Now, go to Edit | Preferences... | ProtocolsUDP and turn the Validate the UDP checksum if possible option on:

You can see that now the checksum says correct:

So, if there were any problems in the header and it was manipulated in transfer, we'll be able to see that here and it'll be marked. Then, if you expand Checksum, it'll tell you what is the checksum information that it was calculating.

There are usually very few problems that you'll have with a UDP transfer. Either they work or they don't. They do not guarantee any connectivity, and the applications will perform any sort of retransmission if necessary, built into the application. It's not handled within the stack like it is with TCP. Because it has a very small header and very few fields, there are very few options to be turned on and off. There's not much here; it's meant to be very simple and lightweight, which is great for voiceover IP or streaming video; anything like this, which is very time-sensitive. It sends the data on its way and hopes that it gets there. Great if it does; if it doesn't, then: oh well, you miss a packet or two.

One thing you can do if you're not sure whether a packet is UDP or not when looking through the packet list up top is create a column based on UDP. So we right-click on User Datagram Protocol, Src Port: 40097, Dst Port: 1900 and select Apply as Column:

Now, we have a new column that says User Datagram Protocol; it is a UDP packet.
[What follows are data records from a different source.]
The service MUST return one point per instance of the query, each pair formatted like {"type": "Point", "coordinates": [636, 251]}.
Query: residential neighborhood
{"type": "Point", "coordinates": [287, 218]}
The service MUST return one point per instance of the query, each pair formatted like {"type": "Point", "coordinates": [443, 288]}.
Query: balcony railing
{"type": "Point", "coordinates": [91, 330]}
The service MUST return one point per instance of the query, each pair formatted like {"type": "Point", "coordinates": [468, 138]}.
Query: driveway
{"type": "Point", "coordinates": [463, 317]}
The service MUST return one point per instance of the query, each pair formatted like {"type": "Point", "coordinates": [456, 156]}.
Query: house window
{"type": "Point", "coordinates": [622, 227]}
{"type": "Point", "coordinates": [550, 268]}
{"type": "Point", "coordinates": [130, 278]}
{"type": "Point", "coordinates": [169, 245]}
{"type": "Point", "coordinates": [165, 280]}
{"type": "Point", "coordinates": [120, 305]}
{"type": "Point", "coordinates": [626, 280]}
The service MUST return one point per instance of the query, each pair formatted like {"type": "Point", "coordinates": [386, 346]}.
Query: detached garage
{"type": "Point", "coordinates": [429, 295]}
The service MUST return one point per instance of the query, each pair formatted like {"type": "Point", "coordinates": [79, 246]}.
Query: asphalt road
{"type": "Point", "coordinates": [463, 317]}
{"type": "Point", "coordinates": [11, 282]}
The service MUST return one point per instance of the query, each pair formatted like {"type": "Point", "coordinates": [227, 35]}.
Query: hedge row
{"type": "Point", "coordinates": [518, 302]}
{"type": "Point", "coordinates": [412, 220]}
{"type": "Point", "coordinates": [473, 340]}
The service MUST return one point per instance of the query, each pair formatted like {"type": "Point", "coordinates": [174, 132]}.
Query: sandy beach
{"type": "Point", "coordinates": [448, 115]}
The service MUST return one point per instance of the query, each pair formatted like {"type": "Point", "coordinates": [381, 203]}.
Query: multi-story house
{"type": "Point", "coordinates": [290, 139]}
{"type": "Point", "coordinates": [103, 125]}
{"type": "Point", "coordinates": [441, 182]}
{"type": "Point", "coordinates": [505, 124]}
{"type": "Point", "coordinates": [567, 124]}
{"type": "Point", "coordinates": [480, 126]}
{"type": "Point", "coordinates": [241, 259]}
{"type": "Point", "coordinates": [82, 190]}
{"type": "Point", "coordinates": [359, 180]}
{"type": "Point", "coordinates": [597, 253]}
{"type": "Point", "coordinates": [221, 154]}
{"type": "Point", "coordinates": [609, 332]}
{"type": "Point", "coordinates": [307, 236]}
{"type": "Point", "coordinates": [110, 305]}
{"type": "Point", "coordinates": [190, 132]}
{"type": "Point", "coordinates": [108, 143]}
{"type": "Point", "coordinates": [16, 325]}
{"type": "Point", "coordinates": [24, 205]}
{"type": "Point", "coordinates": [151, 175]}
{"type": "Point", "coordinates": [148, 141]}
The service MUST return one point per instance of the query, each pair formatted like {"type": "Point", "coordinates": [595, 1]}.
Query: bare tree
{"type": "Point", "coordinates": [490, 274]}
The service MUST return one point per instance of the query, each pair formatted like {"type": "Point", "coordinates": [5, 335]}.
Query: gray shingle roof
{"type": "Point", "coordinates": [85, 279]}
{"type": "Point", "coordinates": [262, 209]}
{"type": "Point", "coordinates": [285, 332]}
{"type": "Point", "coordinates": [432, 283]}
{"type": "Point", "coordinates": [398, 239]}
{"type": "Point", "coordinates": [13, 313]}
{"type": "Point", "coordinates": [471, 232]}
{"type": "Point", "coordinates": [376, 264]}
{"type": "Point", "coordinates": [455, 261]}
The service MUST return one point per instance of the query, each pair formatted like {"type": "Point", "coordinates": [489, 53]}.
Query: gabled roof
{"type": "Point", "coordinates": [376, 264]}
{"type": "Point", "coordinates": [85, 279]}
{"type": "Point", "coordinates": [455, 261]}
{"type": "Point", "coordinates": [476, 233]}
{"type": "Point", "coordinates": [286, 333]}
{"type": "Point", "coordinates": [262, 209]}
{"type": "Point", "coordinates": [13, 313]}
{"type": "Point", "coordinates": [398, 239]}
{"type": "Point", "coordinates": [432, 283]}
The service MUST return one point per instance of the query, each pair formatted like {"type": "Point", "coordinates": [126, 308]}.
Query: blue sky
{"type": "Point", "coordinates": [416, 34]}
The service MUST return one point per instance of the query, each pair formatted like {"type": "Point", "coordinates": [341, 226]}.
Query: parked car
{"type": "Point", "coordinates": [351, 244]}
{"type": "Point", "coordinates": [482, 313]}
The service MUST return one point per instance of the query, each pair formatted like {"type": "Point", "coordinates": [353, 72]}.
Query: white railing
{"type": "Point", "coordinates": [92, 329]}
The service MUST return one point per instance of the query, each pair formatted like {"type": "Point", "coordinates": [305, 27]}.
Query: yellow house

If we remove our udp filter, we can see that we now have a tick mark and blank listed throughout our capture:

That's a nice way of easily seeing what is a UDP packet and what isn't, depending on whether or not you have different coloring rules or something like that that's in a large packet capture.

One of the few problems you may see with UDP are destination unreachable responses (these are ICMP packets, if you remember) following UDP connection attempts. If you have a UDP connection attempt and you continuously receive an ICMP destination unreachable in the next packet and also later on, that's an indication that you might have some sort of connectivity issue that you need to investigate. That's really the only sort of response you'll get because UDP does not send responses. The device itself may send a response telling you that a network is unavailable or something like that and hence the destination is unreachable. But, otherwise, UDP itself will not tell you anything. This is why there are very few things that you will see in a packet capture regarding UDP issues because there's nothing built into UDP to tell you that there are issues.